Lo más penoso de todo era la absoluta sumisión de Carlo, si bien ésta quizá le salvó la vida. Seguía aferrado a la barandilla y sin devolver un solo golpe, a pesar de que era casi tan fuerte como su cuñado. En un momento dado Sonny pareció calmarse un poco. Jadeaba, al borde del agotamiento, y le dolían las manos de tanto golpear. Entonces, dirigiéndose al maltrecho Carlo, dijo:

—Y ahora escúchame, maldito cabrón: si vuelves a pegar a mi hermana, te mataré. ¿Lo has oído?

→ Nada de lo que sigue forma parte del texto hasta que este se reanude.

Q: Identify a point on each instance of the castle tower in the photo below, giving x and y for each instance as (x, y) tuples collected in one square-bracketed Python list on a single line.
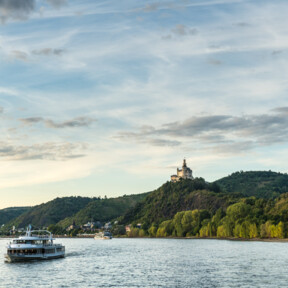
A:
[(184, 173)]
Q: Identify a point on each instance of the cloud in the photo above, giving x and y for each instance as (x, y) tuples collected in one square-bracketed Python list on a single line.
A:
[(22, 9), (57, 3), (75, 122), (182, 30), (20, 55), (16, 9), (46, 151), (220, 133), (48, 52)]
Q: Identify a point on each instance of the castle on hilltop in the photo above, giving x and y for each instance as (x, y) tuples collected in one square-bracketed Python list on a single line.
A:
[(184, 173)]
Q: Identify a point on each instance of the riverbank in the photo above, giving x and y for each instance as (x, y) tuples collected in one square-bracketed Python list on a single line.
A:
[(182, 238)]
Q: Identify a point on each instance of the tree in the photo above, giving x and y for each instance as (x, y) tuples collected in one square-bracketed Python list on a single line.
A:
[(253, 231)]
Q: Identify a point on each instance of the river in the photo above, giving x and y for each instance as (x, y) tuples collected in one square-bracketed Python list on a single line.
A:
[(154, 263)]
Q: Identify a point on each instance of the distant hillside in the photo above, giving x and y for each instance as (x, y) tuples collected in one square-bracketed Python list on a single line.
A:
[(63, 211), (51, 212), (170, 198), (8, 214), (104, 209), (261, 184)]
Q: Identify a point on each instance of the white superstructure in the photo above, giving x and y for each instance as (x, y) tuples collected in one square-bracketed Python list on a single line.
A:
[(35, 245)]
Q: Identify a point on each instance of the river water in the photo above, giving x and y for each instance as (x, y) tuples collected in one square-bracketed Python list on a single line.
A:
[(154, 263)]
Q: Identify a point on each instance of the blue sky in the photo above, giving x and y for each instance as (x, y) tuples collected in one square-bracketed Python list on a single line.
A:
[(107, 97)]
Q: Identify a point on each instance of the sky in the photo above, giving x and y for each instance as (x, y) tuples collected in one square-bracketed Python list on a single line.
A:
[(108, 97)]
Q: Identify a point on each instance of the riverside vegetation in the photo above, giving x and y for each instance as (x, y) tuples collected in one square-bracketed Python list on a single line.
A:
[(242, 205)]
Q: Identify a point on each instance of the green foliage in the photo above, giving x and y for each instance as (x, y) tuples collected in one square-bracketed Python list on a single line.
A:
[(103, 209), (163, 203), (50, 212), (63, 211), (262, 184), (8, 214)]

Estas palabras hicieron que disminuyese la tensión reinante. Si Sonny hubiera tenido intención de matarlo, no las habría pronunciado. Y bien que lamentaba Sonny no poder acabar con Carlo. Este no se atrevió a mirarlo. Mantenía la cabeza gacha, sus manos se aferraban todavía a la barandilla, y no se movió ni siquiera cuando su cuñado se hubo marchado. Coach, con su voz paternal, le dijo:

—Venga, Carlo, entremos en la tienda. Sólo entonces Carlo Rizzi se atrevió a moverse. Al ponerse de pie vio que los muchachos que habían estado jugando lo miraban con la expresión propia de quienes han sido testigos de la degradación de un ser humano. Estaba semiinconsciente, pero más por el miedo que por los golpes. En realidad, no presentaba ninguna herida seria, a pasar de la lluvia de puñetazos que había recibido. Dejó que Coach le acompañara a la habitación trasera de la tienda, y una vez allí se aplicó hielo en el rostro, que si bien no sangraba estaba completamente enrojecido. El miedo que había pasado, unido a la humillación, lo hizo vomitar. Coach lo sostenía como si estuviera borracho. Luego lo ayudó a subir a la vivienda y a acostarse en uno de los dormitorios. Carlo no se había dado cuenta de la desaparición de su otro «escribiente».

Sally Rags había ido a la Tercera Avenida, y desde allí llamó a Rocco Lampone para contarle lo sucedido. Rocco acogió la noticia con calma y de inmediato telefoneó a su caporegime, Pete Clemenza. Éste exclamó:

—¡Ese maldito temperamento de Sonny!

Pero antes de proferir esta exclamación había tapado con la mano el auricular, de modo que Lampone no lo oyó.

Clemenza llamó a la mansión de Long Beach y pidió por Tom Hagen, quien tras enterarse de lo ocurrido hizo una pausa y dijo:

—Envía algunos coches a la carretera de Long Beach, sólo por si Sonny se ve envuelto en algún accidente de tráfico o en una discusión con algún conductor. Cuando se enfada no es dueño de sus actos. Además, es posible que nuestros «amigos» se hayan enterado de que está en la ciudad. Nunca se sabe.

En tono de duda, Clemenza contestó:

—Antes de que mis hombres se pongan en marcha, Sonny habrá llegado a su casa. Y lo que vale para mis hombres, vale también para los Tattaglia.

—Ya lo sé —replicó Hagen, pacientemente—, pero si algo sucediera, Sonny se encontraría solo. Haz lo que puedas, Pete.

De mala gana, Clemenza llamó a Rocco Lampone y le indicó que enviara a algunos hombres con sus coches a la carretera de Long Beach. En cuanto a él, subió a su amado Cadillac y, con tres de los hombres que guardaban su casa, salió en dirección a Nueva York.

Uno de los que habían estado en los alrededores de la pastelería, un apostador que era a la vez confidente de la familia Tattaglia, llamó a su contacto. Pero como la familia Tattaglia no se había preparado para la guerra, y la transmisión de informes era lenta y laboriosa en tiempos de paz, el contacto tuvo que atravesar varias barreras para acceder al caporegime que podía hablar con el jefe de la Familia. Para entonces, Sonny Corleone hacía ya largo rato que había llegado sano y salvo a la casa de Long Beach, donde debería enfrentarse con la cólera de su padre.